This commentary originally appeared on Real Money Pro at 10 a.m. ET on Friday, April 8. Click here to learn about this dynamic market information service for active traders.
I talked some two weeks ago about how small-cap biotech Relypsa (RLYP) was insanely low-priced given its fundamentals, and the stock soared nearly 70% yesterday on reports that the company is seriously considering selling itself.
RLYP is one of my favorite biopharma stocks, as well as one of 15 small-cap stocks names in my "Biotech Forum" portfolio. The main reason why is that its drug Veltassa is the first treatment approved in decades to treat the disease hyperkalemia. That's a market that many analysts believe is worth some $2 billion in annual sales.
Veltassa has had a solid rollout and good acceptance from the health-care community, which made Relypsa one of the most undervalued stocks in my universe. The company's market capitalization had fallen below $600 million as RLYP got caught by the hugely negative sentiment that had recently swept the biotech sector into its largest and deepest bear market since the 2008 financial crisis.

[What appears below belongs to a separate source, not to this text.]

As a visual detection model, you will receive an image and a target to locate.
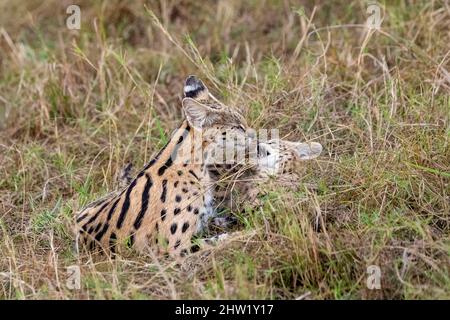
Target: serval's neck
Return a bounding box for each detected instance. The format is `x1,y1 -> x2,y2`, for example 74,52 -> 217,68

Relypsa was also under pressure because management had said earlier this year that it might have to raise additional capital to support continuing trials and expansion of the firm's potential blockbuster drug. But as I noted at the time, RLYP didn't have do this immediately, as had more than $250 million in net cash on hand.
I also said that one way Relypsa could solve its problems was to simply accept a buyout offer from a big player with a large, established sales force. That's what rival ZS Pharma did in November when it agreed to sell itself to giant AstraZeneca (AZN) for $2.7 billion -- a huge premium to that stock's price at the time.
Relypsa faced intense buyout speculation following ZS Pharma's merger deal, as Veltassa had already received regulatory approval while ZS Pharma's rival hyperkalemia drug had not. But the speculation died as the biotech sector continued its plunge into darkness, although interest in the firm was bound to return once the sun came back out for the industry. That's exactly what happened yesterday.
But even with Relypsa's big rally, the stock still sells for only around $25 a share and sports a market capitalization just north of $1 billion. In my view, that means RLYP remains significantly undervalued given Veltassa's potential and how much cash Relypsa has on hand.
Even with a discount to what was paid for ZS Pharma, I believe RLYP's share are worth at least in the low $40s in a buyout scenario. And if an acquirer doesn't emerge, the company should manage to soldier on just fine as a stand-alone entity.
That's why I plan to hold on to the vast majority of my Relypsa stake despite yesterday's big rally. But this brings up something I haven't had to articulate in quite some time -- my "Jensen Rules."
These relate to culling some profits when you enjoy a big rally in a small biotech stock that you hold. Let's say you bought 1,000 shares of a small biotech that has gone up big time. The "Jensen Rules" state that:
- You should sell 100 shares after a 50% run-up.
- If the stock doubles, cash out of another 200 shares.
- Finally, if you're lucky enough to get a triple, unload an additional 200 shares.
Follow the above rules and you'll have a guaranteed gain even if the stock subsequently falls to zero. That's because you'll have sold half of your original stake but kept the other half riding on the "house's money."
This method allows you to take some gains and redeploy them into other opportunities. But it also ensures that you don't completely cash out of what might ultimately turn out to be the next biotech "juggernaut."
The Bottom Line
After more than six months of being beaten like a rented mule, I'm sure investors will have no problem dealing with some gains on their biotech positions. Hopefully, Relypsa will be just one of many small biotechs to rally this quarter and throughout the rest of 2016.